Saturday, 22 August 2009

Angry and Bitter

I screamed at him just now, at a photo-developing shop, over something really trivial.

After that, he pushed the pram across the road without waiting for the light to turn green and a car was coming towards him and the pram. I ran up and screamed at him again. I told him "If you want to die, don't take the baby down with you!" and "I wouldn't bother if you'd died, but you shouldn't drag the baby in!"

I know that deep down, it's not the trivial matter that made me exploded.

I am still angry with him. Very angry.

I feel miserable in this marriage.

I want to leave him.

I want to find someone who I can spend the rest of my life with. If not, I want to have some peace to myself, all by myself, with the kids.

I know that hatred is developing. From my resentment and bitterness towards him, stemmed from what he's done to my life.

I made it very clear to him and I couldn't afford to divorce another time.

But he let me down. Big time.

He 'changed' to a completely different man on the second day of our marriage.

He's a cheater, liar, gambler.

He did the opposite of whatever he'd promised before marriage.

He taught Coco 'Promises are made to be broken'.

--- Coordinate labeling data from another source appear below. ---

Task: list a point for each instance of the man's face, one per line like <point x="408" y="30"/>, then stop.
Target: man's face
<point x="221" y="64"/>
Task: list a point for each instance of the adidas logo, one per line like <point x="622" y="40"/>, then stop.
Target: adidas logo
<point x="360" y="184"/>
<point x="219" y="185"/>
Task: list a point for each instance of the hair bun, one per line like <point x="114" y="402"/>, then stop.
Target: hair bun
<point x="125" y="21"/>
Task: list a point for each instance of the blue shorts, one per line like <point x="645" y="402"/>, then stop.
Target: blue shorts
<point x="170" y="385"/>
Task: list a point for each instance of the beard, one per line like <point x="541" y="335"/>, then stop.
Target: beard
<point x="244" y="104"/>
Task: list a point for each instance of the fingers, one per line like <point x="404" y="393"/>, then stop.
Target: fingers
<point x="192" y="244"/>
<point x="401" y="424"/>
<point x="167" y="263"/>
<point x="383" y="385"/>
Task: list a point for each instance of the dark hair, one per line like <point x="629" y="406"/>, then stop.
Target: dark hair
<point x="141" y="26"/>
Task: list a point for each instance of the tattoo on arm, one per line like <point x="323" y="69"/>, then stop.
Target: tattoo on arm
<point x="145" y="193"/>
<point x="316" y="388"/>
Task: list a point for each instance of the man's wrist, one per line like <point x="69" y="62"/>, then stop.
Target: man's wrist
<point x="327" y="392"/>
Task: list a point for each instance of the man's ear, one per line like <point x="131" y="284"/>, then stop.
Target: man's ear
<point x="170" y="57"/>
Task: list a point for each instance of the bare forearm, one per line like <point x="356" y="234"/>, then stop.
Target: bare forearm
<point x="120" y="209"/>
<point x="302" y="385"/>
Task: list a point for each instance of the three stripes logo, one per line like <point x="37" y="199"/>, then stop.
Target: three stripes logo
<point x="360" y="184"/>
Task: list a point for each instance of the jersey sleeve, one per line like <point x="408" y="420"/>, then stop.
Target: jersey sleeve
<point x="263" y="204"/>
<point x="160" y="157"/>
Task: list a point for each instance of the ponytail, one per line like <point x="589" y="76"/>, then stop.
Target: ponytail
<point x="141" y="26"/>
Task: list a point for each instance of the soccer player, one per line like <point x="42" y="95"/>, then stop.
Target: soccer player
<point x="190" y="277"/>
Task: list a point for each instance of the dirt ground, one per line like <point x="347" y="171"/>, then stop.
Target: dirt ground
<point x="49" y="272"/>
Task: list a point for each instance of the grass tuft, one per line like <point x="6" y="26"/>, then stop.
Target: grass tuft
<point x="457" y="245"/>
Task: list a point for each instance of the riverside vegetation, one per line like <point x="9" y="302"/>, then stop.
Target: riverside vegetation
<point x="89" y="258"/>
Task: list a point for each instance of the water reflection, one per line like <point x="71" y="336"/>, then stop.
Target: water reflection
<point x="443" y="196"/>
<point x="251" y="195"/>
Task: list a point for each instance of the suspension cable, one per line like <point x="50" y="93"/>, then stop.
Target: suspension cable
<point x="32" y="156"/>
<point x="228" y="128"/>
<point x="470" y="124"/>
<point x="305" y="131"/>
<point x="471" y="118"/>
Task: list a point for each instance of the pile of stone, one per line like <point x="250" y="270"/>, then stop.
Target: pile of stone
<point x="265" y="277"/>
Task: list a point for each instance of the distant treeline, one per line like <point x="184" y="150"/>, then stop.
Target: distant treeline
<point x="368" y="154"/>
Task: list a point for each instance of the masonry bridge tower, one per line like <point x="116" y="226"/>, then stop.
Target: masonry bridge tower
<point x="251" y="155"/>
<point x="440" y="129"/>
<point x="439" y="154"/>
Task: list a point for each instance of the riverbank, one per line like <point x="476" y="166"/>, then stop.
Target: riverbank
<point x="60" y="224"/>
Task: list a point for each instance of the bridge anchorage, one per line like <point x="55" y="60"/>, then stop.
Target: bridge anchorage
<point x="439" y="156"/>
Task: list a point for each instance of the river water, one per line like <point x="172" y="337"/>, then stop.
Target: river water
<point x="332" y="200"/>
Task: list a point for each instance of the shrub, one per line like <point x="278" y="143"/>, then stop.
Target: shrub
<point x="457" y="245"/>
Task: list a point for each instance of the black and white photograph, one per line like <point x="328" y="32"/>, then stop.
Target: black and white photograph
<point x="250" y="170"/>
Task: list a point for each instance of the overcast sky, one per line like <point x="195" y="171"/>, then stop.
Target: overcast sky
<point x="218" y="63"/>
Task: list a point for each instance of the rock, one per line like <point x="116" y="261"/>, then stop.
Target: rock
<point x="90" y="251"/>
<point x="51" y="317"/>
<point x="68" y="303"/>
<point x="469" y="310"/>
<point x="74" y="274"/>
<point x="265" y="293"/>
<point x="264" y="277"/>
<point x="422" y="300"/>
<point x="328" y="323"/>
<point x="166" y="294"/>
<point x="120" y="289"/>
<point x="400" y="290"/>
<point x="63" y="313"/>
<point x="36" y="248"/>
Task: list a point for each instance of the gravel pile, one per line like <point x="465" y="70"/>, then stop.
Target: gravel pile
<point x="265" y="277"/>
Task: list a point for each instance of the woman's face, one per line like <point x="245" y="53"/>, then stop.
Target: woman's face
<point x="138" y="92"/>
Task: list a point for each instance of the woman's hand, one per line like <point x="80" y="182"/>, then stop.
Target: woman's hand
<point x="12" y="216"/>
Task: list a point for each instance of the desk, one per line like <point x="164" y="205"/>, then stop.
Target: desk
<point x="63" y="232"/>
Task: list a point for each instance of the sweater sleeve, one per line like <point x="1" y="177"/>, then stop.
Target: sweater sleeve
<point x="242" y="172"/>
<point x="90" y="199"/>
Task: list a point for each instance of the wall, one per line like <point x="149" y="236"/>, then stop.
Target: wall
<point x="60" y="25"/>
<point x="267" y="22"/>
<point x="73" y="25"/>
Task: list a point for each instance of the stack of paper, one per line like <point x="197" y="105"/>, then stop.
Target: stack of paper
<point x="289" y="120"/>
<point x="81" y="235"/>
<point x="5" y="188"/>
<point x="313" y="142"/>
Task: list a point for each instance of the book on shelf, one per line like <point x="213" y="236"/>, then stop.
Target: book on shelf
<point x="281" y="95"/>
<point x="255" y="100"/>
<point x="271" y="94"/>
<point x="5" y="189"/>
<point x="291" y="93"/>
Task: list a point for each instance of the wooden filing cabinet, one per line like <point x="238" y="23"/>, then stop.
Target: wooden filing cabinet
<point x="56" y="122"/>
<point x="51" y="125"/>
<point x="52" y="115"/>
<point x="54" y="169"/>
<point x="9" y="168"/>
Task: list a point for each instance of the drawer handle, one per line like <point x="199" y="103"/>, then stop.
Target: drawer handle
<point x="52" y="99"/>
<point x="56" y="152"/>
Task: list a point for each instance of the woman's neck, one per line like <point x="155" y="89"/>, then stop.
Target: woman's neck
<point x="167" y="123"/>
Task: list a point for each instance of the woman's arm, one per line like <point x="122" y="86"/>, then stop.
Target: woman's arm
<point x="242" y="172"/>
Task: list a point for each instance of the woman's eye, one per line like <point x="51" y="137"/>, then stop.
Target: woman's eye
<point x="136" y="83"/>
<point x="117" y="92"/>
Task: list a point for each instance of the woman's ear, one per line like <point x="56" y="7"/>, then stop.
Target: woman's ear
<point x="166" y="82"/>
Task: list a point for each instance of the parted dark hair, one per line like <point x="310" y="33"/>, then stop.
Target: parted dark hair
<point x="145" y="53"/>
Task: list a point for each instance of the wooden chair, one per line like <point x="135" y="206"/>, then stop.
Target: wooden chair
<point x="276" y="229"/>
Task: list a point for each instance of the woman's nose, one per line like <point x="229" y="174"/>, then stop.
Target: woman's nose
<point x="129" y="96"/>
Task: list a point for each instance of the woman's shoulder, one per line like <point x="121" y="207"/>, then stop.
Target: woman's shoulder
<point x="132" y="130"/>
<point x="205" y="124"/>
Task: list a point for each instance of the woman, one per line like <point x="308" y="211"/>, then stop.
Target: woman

I see nothing in him that's respectable, or worth respecting.

Yes, I despise him. And I for one, cannot live with something I despise so badly.

I too, have become someone I never was.

A chatfriend retorted,"Changed? You are destroyed by this marriage!"

He knew me before I knew William, so he is able to tell the vast difference between me then and now.

He urged me to leave William. Actually, who doesn't?

Sometimes - actually, most of the times, I feel like I'm sitting here till I die. I'm just wasting my life away, with this rotten bastard.

I'll never trust another Singaporean man again.

Singaporean men are bastards. Plain bastards. Their mothers are too busy working for their own bread and didn't have time to teach them how a man should treat his wife. In any case, their own bastard fathers taught them that wives are meant to slog for them, provide for them and when they reach home, continue to slog at home, cook, wash, do housework and take care of them.

Now I know why it's important to find a man whose family background is similar to yours. If you marry beneath you, you'll be shocked by how he perceived a marriage.

If he grows up in a poor family, with both parents working and the mother supporting the family in all ways, and when she comes home, still slogs her life away, you can be sure that he's going to expect the same from you. Just that he will treat you totally differently before marriage to con you into marrying him.

The big talks about all men should support the family are cheap, and empty. What they meant was, you need to support him.

This is Singporean men for you.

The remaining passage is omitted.